In a previous study (Ben-David et al. 2013), we reported on ~ 38% of the 3706 retrieved Au SINE insertions from the publicly available unassembled 454 pyrosequencing of T. aestivum were in transcribed regions. Here, we report on nearly half of the number of Au SINE insertions (1886) in the assembled and sorted genome draft of T. aestivum [(Clavijo et al. 2017) (http://www.ebi.ac.uk/ena/data/view/GCA_900067645.1, plants.ensembl.org/Triticum_aestivum/)], indicating the sequence redundancy in the 454 pyrosequencing data (Brenchley et al. 2012), as we have noted in our previous study (Ben-David et al. 2013).

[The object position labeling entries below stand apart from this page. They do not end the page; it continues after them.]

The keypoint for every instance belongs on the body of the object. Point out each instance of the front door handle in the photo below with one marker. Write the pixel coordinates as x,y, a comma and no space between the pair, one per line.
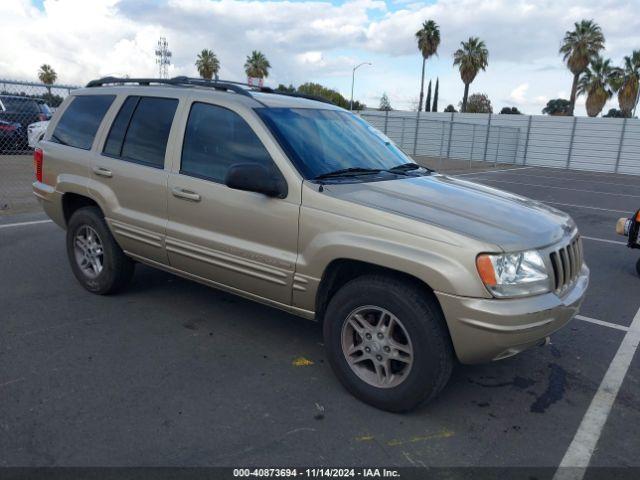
185,194
103,172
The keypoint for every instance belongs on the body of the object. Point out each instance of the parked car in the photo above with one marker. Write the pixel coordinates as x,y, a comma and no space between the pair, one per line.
11,137
25,111
36,131
630,228
303,206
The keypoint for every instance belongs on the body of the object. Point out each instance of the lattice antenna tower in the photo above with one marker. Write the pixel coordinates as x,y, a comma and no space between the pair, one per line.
163,57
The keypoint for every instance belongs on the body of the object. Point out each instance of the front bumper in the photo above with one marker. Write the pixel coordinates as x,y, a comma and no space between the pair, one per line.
491,329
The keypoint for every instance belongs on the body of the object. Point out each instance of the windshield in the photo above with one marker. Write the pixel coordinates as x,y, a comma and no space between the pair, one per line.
323,141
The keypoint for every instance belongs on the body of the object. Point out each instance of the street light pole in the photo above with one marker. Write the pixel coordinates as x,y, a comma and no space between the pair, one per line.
353,78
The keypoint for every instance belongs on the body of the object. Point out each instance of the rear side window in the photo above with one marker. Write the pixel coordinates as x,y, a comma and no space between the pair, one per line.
141,129
217,138
81,119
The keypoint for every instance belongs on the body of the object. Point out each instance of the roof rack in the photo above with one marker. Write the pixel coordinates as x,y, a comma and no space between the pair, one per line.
237,87
200,82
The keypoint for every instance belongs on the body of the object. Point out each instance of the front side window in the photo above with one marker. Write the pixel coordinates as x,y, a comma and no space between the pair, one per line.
321,141
80,121
140,132
217,138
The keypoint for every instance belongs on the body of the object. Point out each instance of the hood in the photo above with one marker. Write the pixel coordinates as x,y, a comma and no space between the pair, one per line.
510,221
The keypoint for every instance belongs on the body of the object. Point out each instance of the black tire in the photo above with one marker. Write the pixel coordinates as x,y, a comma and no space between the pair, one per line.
117,268
422,318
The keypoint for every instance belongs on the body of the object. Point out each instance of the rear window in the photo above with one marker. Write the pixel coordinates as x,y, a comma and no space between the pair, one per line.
141,129
80,121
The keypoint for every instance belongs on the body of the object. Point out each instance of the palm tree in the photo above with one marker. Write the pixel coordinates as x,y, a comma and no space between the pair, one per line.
47,75
628,83
257,65
557,107
207,64
578,48
471,58
596,84
428,41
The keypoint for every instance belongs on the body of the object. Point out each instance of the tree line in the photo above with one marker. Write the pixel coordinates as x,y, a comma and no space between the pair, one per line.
593,76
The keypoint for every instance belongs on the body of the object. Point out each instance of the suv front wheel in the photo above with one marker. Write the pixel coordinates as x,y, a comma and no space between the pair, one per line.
387,342
96,259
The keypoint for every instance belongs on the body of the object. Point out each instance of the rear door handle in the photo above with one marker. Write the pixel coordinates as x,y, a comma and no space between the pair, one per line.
185,194
103,172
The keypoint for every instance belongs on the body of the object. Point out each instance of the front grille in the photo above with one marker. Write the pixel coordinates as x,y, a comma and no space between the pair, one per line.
567,263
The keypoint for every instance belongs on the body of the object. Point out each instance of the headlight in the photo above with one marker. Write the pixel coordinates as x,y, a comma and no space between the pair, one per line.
514,274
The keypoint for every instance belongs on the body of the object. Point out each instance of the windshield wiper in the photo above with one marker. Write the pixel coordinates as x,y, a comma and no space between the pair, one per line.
405,167
58,139
345,172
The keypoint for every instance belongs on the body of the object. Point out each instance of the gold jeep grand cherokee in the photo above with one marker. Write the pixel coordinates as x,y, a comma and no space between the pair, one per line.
303,206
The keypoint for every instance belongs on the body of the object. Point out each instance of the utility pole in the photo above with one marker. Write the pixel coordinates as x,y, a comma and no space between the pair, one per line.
353,78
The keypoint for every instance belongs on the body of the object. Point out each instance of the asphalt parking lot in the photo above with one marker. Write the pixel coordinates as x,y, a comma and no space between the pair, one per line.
172,373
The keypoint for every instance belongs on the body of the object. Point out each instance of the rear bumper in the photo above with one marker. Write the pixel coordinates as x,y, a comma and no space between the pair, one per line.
491,329
51,201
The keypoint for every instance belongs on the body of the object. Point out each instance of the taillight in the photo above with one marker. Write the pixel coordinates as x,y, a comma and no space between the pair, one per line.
38,159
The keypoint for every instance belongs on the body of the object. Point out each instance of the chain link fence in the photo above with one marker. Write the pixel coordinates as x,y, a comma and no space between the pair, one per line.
25,110
438,139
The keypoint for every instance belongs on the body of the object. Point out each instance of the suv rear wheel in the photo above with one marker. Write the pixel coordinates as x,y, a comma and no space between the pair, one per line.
96,259
387,342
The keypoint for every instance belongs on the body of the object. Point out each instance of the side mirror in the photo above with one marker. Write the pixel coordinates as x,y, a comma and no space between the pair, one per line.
253,177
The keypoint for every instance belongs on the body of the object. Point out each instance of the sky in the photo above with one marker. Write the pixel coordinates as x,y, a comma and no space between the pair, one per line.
318,41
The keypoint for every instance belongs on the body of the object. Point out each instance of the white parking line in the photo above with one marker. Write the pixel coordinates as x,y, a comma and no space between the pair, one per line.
602,323
490,171
561,188
585,206
603,240
592,180
577,458
22,224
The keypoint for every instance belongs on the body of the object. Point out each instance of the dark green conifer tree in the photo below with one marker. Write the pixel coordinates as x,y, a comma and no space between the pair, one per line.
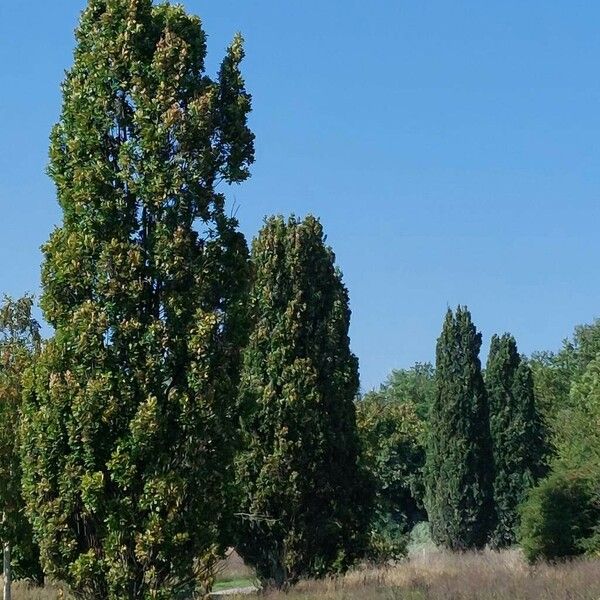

Annotation of the 1886 Au SINE insertion sites revealed that 1268 (67.2%) insertions were located within or near (up to 500 bp upstream or downstream) the DNA sequence of predicted protein-coding genes, 213 (11.2%) insertions within non-coding RNA (ncRNA) sequences, 253 (13.4%) insertions within other class I (173 insertions) and class II (80 insertions) TEs, and the remaining 152 Au SINE insertions were in non-coding DNA sequences. The data demonstrate that ~ 78.5% of the Au SINE insertions are in transcribed sequences (excluding insertions in other TEs), which might indicate a strong association of Au SINE with genes. Protein-coding genes that harbor Au SINE include: Transcription factors, Zinc finger-containing proteins, Homeobox genes, Methyltransferase, RNA-directed DNA polymerase, DNA-damage–repair, Ethylene-forming-enzyme-like dioxygenase, chromatin-associated protein, WRKY transcription factor, and others (Table S1).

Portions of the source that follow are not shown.